НОУ ВПО «Санкт-Петербургский Гуманитарный университет профсоюзов»

Самарский филиал

Факультет: культуры

Заочное отделение

Специальность 030602 Связи с общественностью

Контрольная работа

Дисциплина: История культуры Санкт-Петербурга

Тема: Петербург в дневниках Чуковского

Выполнил: Попова Елена Николаевна студентка гр. IV-CO-04 Проверил: Токмакова Лидия Петровна к. и.н.,доцент

САМАРА

2007г.

План

Введение

Петербург в дневниках Чуковского

Заключение

Литература


Введение.

Люди пишут дневники, не думая, что их кто-то когда-нибудь прочтет.

Так наверное думал и Корней Чуковский, когда писал.
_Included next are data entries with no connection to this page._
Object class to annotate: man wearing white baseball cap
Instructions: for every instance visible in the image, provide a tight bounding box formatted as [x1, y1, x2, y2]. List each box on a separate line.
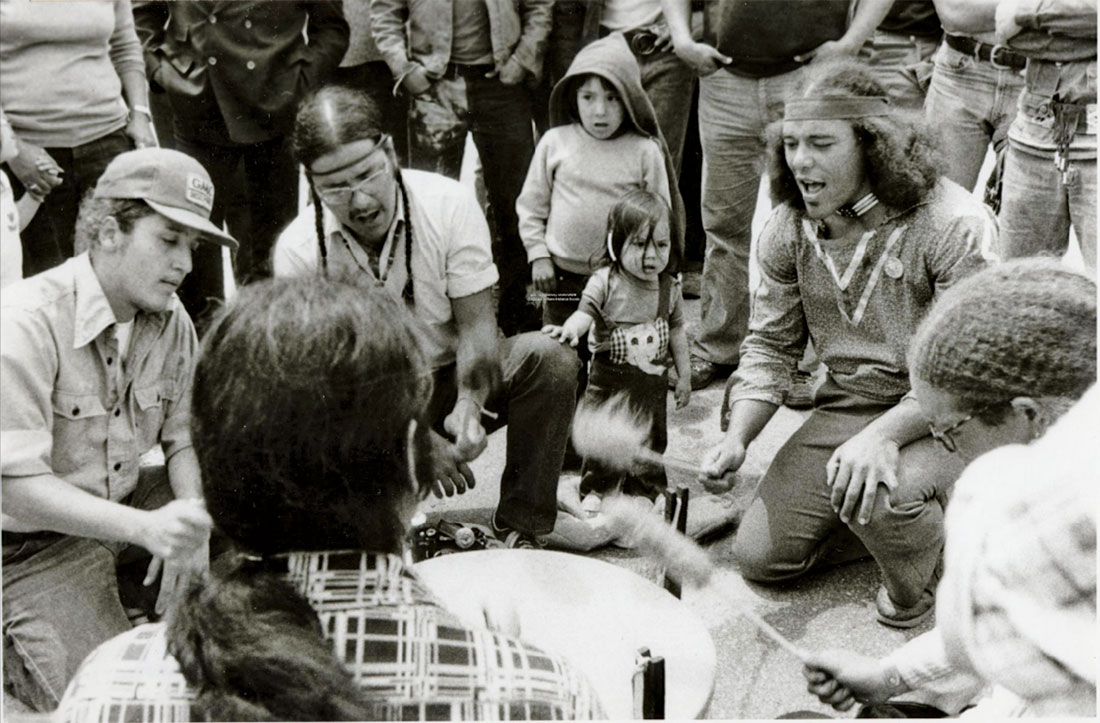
[0, 148, 235, 711]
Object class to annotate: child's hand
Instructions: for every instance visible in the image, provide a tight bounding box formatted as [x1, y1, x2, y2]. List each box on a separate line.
[674, 375, 691, 409]
[531, 258, 556, 293]
[541, 324, 580, 347]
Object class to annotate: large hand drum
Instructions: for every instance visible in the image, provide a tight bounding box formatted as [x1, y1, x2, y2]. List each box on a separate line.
[413, 549, 716, 719]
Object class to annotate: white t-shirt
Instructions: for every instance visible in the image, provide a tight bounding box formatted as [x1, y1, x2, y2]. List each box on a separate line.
[272, 169, 499, 370]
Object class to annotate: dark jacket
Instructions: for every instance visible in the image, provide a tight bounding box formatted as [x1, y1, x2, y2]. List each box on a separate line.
[133, 0, 349, 143]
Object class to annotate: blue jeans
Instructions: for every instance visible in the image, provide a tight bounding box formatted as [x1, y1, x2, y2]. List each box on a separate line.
[999, 140, 1096, 272]
[2, 467, 172, 711]
[924, 42, 1025, 191]
[408, 70, 537, 336]
[427, 333, 580, 536]
[732, 377, 966, 608]
[858, 30, 939, 112]
[692, 67, 804, 367]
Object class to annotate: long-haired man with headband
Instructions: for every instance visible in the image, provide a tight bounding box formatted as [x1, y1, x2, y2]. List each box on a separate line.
[700, 62, 994, 628]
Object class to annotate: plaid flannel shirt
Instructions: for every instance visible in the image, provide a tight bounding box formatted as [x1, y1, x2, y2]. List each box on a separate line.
[57, 552, 605, 721]
[937, 387, 1098, 717]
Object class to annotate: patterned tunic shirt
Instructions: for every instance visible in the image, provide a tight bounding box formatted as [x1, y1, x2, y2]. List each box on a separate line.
[57, 552, 605, 721]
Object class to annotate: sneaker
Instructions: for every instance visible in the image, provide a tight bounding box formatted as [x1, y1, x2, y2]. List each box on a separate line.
[491, 514, 543, 549]
[689, 355, 734, 390]
[784, 370, 817, 410]
[875, 585, 934, 628]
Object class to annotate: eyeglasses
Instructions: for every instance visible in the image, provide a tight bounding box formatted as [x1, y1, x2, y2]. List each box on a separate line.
[313, 135, 392, 206]
[927, 402, 1000, 453]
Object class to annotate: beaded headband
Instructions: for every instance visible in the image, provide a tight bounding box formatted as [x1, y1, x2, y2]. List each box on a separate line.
[784, 96, 892, 121]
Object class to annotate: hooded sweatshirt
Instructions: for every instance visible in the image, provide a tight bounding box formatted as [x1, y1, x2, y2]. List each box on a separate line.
[517, 33, 686, 275]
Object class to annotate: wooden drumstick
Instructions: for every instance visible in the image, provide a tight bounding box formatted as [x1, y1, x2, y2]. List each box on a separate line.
[603, 496, 809, 663]
[572, 394, 704, 476]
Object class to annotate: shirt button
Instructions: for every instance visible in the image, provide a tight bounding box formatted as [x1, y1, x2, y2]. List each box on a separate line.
[888, 674, 901, 685]
[244, 19, 252, 28]
[209, 14, 216, 23]
[208, 56, 217, 66]
[246, 60, 256, 70]
[113, 462, 122, 471]
[72, 407, 80, 415]
[114, 408, 121, 417]
[107, 357, 113, 365]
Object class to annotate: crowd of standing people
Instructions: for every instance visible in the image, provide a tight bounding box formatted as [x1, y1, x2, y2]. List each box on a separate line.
[1, 0, 1096, 719]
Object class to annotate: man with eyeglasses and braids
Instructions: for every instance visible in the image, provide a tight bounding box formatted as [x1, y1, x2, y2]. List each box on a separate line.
[273, 85, 580, 550]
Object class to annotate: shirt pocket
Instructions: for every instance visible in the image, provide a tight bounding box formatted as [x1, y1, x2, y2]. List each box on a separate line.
[51, 391, 108, 474]
[134, 382, 172, 450]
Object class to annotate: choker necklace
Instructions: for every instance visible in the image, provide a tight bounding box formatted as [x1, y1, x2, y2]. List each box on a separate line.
[835, 192, 879, 218]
В своих «Дневниках» он пишет о событиях, встречах и явлениях, которые происходили с ним, с его близкими, друзьями, которые оставили яркое впечатление. А чаще всего это были встречи. «И каждая встреча написана по живым следам, каждая сохранила свежесть впечат­ления. Может быть, именно это слово больше всего подходит к жанру книги, если вообще осмелиться воспользоваться этим термином по отноше­нию к дневнику Корнея Ивановича, который бесконечно далек от любого жанра. Читаешь его, и перед глазами встает беспокойная, беспорядочная, необычайно плодотворная жизнь нашей литературы первой трети двадца­того века. Характерно, что она оживает как бы сама по себе, без того общественного фона, который трагически изменился к концу двадцатых годов. Но, может быть, тем и ценнее (я бы даже сказал бесценнее) этот дневник, что он состоит из бесчисленного множества фактов, которые говорят сами за себя. Эти факты — вспомним Герцена — борьба лица с го­сударством. Революция широко распахнула ворота свободной инициативе в развитии культуры, открытости мнений, но распахнула ненадолго, лишь на несколько лет»(2).

Размышления о русско-еврейской двойственности духовного мира в Петербурге – это один из направлений книги, на котором хотелось подробнее остановиться.

Петербург в дневниках Чуковского.

Чтение дневников Чуковского, написанных уже в советское время, казалось бы, должно было прервать довольно последовательную линию размышлений о русско-еврейской двойственности духовного мира этого жесткого и злого литературного критика. Напомним, к этому времени он стал уже автором знаменитых детских сказок. Были, конечно, свои нюансы: советские педагоги, предводительствуемые Н.К. Крупской, все время создавали проблемы для их публикации. Да и «проходные» вроде бы книги о Н.В. Некрасове и русских писателях-демократах сталкивались с яростной критикой тех, кто оберегал «светлые образы» своих любимцев.

Возвращаясь к русско-еврейской теме, отметим, тем не менее, очевидное ее присутствие в дневниках советского периода. Причем, чтобы оценить глубину размышлений Чуковского на эту непростую тему, надо помнить о том, что из его сознания не исчез образ друга и учителя В.Е. Жаботинского.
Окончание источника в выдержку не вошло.